The market now expects the base rate to reach 6.5 percent, which would likely push some mortgage rates above 7 percent.
But during the first months of this year the rates were falling. We take a look at what has happened and when mortgage rates may start to fall again.
Why are mortgage rates going up?
Rates rose sharply last fall in the wake of then-Prime Minister Liz Truss’ disastrous mini-budget as credit markets reacted to a list of unfunded tax cuts. But then they fell in the first half of 2023, when a new chancellor and prime minister reversed most of the announcements.
However, the economy has continued to be plagued by high inflation and exacerbated by strong employment and wage figures that forced the Bank of England to raise interest rates.
On June 22, the bank’s Monetary Policy Committee voted to raise the base rate by 0.5 percent to 5 percent, its 13th consecutive hike. It is now expected to continue raising the rate until the end of this year as it struggles to hit its 2 percent inflation target.
About 1.4 million fixed-rate mortgage holders need to remortgage this year and will face a mortgage shock as they sign up for much higher rates than their current loan.
The rising cost of borrowing is putting further pressure on households.
Over the past week, major lenders including Natwest, Barclays and Virgin Money have raised rates on mortgage products as they struggle to keep them in line with exchange rates.
Sonya swaps (short for a type of financial product called interest rate swaps) play an important role in the price of mortgages.
When setting rates for fixed-rate mortgages, banks use exchange rates equal to the length of the loan they offer, such as two or five years, to determine your cost of financing. They will also add your margin.
Swap rates are forward looking, reflecting where the market expects the rate to be during that period to help banks ensure they don’t lose money if rates rise.
Currently, the two-year swap rate is close to 6 percent and the five-year rate is 5.2 percent.
When will rates start to drop?
Current projections for when rates will fall are uncertain. While the Government and the Bank of England expect inflation to ease in the second half of 2023, there are no guarantees.
Additionally, the market currently expects the base rate to continue to rise next year.
Liz Truss resigned as Prime Minister when credit markets reacted violently to her mini-budget of unfunded tax cuts, causing the cost of borrowing to skyrocket.
Elliott Culley, director of mortgage broker Switch Mortgage Finance, said: “Unfortunately, based on current forecasts, rates have not yet peaked. Five-year fixed rates have been and continue to be cheaper than two-year fixed rates, and some clients have decided to lock in longer due to the uncertainty of the outlook.
‘There are still 5-year fixed rates below 6 per cent and clients should remember that this is an average rate.

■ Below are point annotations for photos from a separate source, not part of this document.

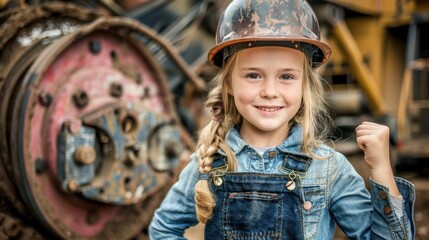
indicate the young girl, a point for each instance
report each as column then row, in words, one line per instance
column 261, row 169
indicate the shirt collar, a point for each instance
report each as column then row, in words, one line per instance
column 292, row 144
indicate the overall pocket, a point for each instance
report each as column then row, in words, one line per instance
column 311, row 217
column 253, row 215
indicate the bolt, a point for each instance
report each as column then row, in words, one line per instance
column 104, row 138
column 72, row 186
column 85, row 155
column 129, row 124
column 73, row 126
column 80, row 98
column 116, row 90
column 94, row 47
column 40, row 165
column 146, row 93
column 92, row 217
column 45, row 99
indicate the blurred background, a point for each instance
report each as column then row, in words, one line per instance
column 101, row 104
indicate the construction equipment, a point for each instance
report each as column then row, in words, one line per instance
column 90, row 138
column 375, row 43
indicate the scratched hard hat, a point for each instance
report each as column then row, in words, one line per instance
column 252, row 23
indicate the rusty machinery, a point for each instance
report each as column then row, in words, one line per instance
column 90, row 137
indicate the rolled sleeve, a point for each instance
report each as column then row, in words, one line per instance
column 384, row 210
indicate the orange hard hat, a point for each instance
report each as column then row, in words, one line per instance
column 252, row 23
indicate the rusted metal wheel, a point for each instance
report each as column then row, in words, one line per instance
column 89, row 130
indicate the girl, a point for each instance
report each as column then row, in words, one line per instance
column 261, row 169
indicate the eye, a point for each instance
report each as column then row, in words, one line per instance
column 287, row 77
column 253, row 76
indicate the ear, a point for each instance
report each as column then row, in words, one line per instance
column 229, row 89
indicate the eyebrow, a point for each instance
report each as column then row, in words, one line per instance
column 258, row 69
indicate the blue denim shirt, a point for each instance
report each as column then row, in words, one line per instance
column 341, row 198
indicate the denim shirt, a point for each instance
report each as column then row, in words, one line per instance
column 341, row 197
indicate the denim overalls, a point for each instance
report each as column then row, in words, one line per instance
column 259, row 206
column 258, row 202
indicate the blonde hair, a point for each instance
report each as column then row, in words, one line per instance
column 312, row 115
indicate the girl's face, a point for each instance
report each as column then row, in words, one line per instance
column 266, row 84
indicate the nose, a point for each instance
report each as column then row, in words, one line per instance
column 269, row 89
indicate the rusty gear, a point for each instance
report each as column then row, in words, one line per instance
column 252, row 23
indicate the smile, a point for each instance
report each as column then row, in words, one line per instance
column 269, row 109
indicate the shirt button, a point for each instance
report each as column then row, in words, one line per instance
column 307, row 205
column 387, row 210
column 383, row 195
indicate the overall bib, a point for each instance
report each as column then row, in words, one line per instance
column 254, row 206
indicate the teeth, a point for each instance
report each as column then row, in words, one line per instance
column 269, row 109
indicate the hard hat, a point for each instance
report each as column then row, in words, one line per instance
column 252, row 23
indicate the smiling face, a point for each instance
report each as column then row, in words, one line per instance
column 266, row 84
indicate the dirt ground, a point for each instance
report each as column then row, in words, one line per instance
column 421, row 210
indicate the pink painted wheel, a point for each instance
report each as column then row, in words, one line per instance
column 95, row 133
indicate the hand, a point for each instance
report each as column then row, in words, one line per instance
column 373, row 139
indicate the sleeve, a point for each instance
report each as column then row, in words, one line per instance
column 362, row 215
column 400, row 228
column 177, row 211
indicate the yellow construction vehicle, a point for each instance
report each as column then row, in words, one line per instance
column 379, row 70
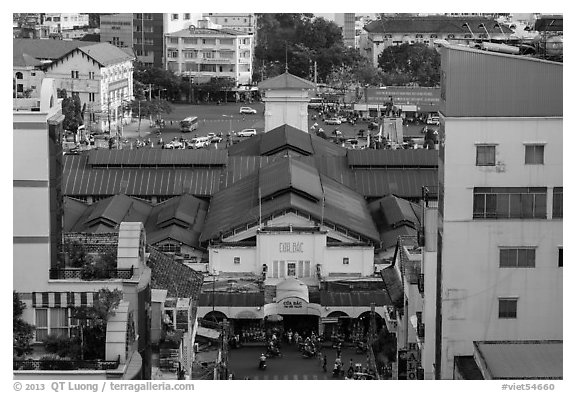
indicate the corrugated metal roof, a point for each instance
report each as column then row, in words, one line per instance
column 488, row 84
column 435, row 24
column 405, row 183
column 354, row 299
column 180, row 280
column 541, row 359
column 238, row 204
column 406, row 158
column 231, row 299
column 286, row 81
column 393, row 286
column 157, row 157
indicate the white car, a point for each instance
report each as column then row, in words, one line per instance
column 247, row 132
column 333, row 121
column 246, row 110
column 174, row 145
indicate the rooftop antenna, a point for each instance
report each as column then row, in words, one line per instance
column 286, row 50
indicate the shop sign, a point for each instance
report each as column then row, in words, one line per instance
column 291, row 247
column 297, row 303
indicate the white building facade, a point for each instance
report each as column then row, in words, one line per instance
column 205, row 53
column 102, row 77
column 500, row 203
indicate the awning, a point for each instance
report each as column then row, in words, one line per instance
column 208, row 333
column 247, row 314
column 63, row 299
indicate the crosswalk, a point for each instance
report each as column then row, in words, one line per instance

Current predictions still show rates should come down by the end of 2024, though not to the low levels seen in the past. So we see more customers opting for a 2-year flat rate in the hope that rates will be lower when it comes to their next renewal.’
Rob Gill, Managing Director of Altura Mortgage Finance added: “We are seeing a relentless rise in mortgage rates, driven by sharp increases in bond yields, swap rates and other money market rates on almost everything sterling denominated. .
“It sounds a lot like a market contraction, logic suggests it has to end eventually, and such contractions often end in a crash. However, it certainly doesn’t feel that way for lenders, brokers and borrowers who are facing an ever-advancing market.